Activating passwordpreprompt support

To provide additional security to the installation by requiring the user to provide both the user ID and password before allowing any additional access, follow these steps:

Set the PASSWORDPREPROMPT parameter, on the LOGON statement in the SYS1.PARMLIB member of IKJTSOxx, to ON.
Use the MVS™ SET IKJTSO=xx or TSO/E PARMLIB UPDATE(xx) command to update the system setting.

This forces the user to provide both the user ID and the password before further processing can occur. If either item is incorrect, then message

USERID OR PASSWORD IS INCORRECT OR NOT
AUTHORIZED

is issued. If a passticket is used in place of a password it will be accepted, but the user's password will not be able to be changed during this logon.
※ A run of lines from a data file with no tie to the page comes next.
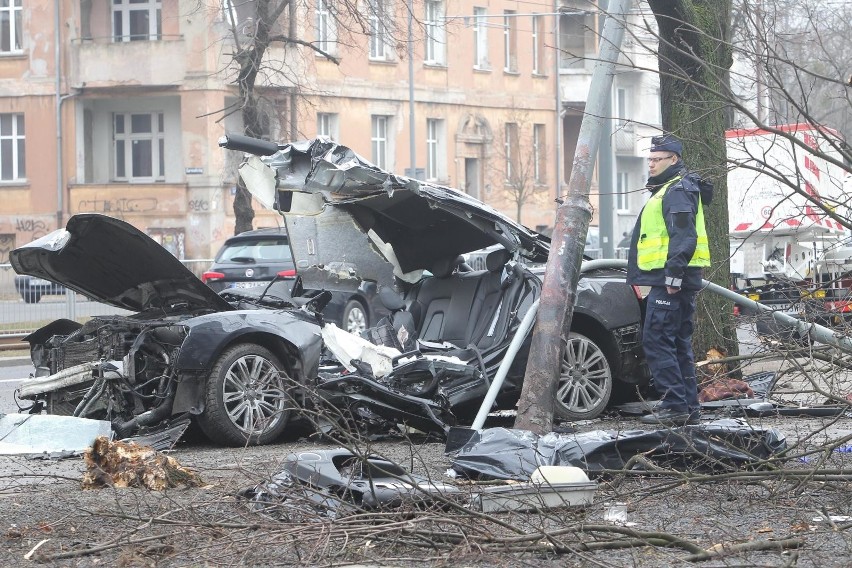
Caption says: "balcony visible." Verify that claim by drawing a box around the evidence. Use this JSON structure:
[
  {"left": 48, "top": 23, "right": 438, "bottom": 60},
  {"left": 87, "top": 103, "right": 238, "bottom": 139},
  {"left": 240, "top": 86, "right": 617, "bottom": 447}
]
[
  {"left": 613, "top": 122, "right": 636, "bottom": 156},
  {"left": 70, "top": 36, "right": 187, "bottom": 88}
]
Note: TSO/E Logon Exits may need to be updated before activating PASSWORDPREPROMPT. Exit processing that affects the TSO/E user ID or password may not work as expected.

Note: Once activated, users defined to UADS and not RACF will not be able to log on unless RACF is not active.

Note:

This note is applicable to z/OS V2R4 and earlier releases of TSO/E if the applicable PTF for APAR OA59926 has been installed.

If the VERIFYAPPL parameter on the LOGON statement of the active IKJTSOxx parmlib member is ON, and if PASSWORD PREPROMPT determines that it is necessary to issue a RACROUTE REQUEST=VERIFY during the logon preprompt processing, an APPL= parameter (specifying the application name) is added to the RACROUTE request. If RACF determines that the user entered a valid userid and password credential, but the user is not permitted to the specified APPL, preprompt terminates with messages IKJ56420I and IKJ56418I issued to the user, and with an ICH408I message issued to the console to identify the user and application to which the user is not permitted.